Node-DC-EIS workload code, which contains following directories, Server Codebase:

  • Node-DC-EIS-cluster, and
  • Node-DC-EIS-microservices

Client driver codebase

  • Node-DC-EIS-client

Multiple instance scripts

  • multiple_instance_config.json // Contains configuration
  • run_multiple_instance.sh // Main driver script

NOTE :

If proxy needs to be set up, make sure the it has been properly set.

Client Setup

Required Modules and Installations

Install Python (command: sudo apt-get python) Install Pip for Python (command: sudo apt-get python-pip) Install the following modules

  • NumPy (command: pip install numpy)
  • Matplotlib (command: sudo apt-get install python-matplotlib)
  • requests (command: pip install requests)
  • eventlet (command: pip install eventlet)

NOTE:

Please make sure above modules are installed without any error. Installing pip modules may require gaining access to the local directory by calling 'sudo chown -R $USER /usr/local'.

Install any missing modules as per your system configuration.
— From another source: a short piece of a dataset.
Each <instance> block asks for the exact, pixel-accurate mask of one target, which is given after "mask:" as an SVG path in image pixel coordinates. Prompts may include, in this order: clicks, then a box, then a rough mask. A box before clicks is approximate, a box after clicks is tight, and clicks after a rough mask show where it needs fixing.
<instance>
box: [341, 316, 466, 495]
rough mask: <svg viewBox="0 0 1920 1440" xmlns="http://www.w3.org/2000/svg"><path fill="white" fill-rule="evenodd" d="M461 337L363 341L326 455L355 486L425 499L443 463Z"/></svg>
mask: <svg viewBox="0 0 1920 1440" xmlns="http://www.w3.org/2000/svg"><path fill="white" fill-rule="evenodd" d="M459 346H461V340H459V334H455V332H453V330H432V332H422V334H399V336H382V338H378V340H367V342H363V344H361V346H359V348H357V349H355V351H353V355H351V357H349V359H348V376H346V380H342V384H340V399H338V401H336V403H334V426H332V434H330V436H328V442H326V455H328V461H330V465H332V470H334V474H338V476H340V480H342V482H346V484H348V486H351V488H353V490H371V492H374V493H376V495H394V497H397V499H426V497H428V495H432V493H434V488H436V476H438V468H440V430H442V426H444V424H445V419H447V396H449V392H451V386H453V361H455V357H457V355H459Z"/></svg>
On Linux OS this client has been tested successfully with following versions,

  • Python - v2.7.10
  • Pip - v1.5.4
  • NumPy - v1.8.2
  • Matplotlib - v1.4.2
  • requests - v2.10.0
  • eventlet - v0.19.0

Windows Client: Required Modules and Installations

Download Python from https://www.python.org/downloads/

  • Python 2.7.12 (2.7.10 – tested ).

Download “Windows x86 MSI installer. Once you have downloaded the Python MSI, navigate to the download location on your computer, double clicking the file and pressing Run when the dialog box pops up.

  • Follow the instructions in the dialog box
  • Once python is installed add Python to System Path Variable in the System environment variables
  • If you are behind a proxy set your proxy
  • Install pip.py from https://pip.pypa.io/en/stable/installing/ and follow the instruction for running it
  • Make sure that pip is installed and is in your path before continuing installation
  • NumPy (command: pip install numpy)
  • Matplotlib (command: pip install matplotlib)
  • requests (command: pip install requests)
  • eventlet (command: pip install eventlet)

NOTE:

Please make sure above modules are installed without any error. Install any missing modules as per your system configuration.

On Windows, there is a limit of 512 file descriptors open at a time. Because of this, the client script will crash if the concurrency setting is higher than 512.

On Windows OS this client has been tested successfully with following versions,

  • Python - v2.7.12
  • Pip - v1.5.4
  • NumPy - v1.11.2
  • Matplotlib - v1.5.3
  • requests - v2.11.1
  • eventlet - v0.19.0

Server Setup

Install the following:

Server Preparation:

  • Make sure node.js and npm (node package manager) have been installed.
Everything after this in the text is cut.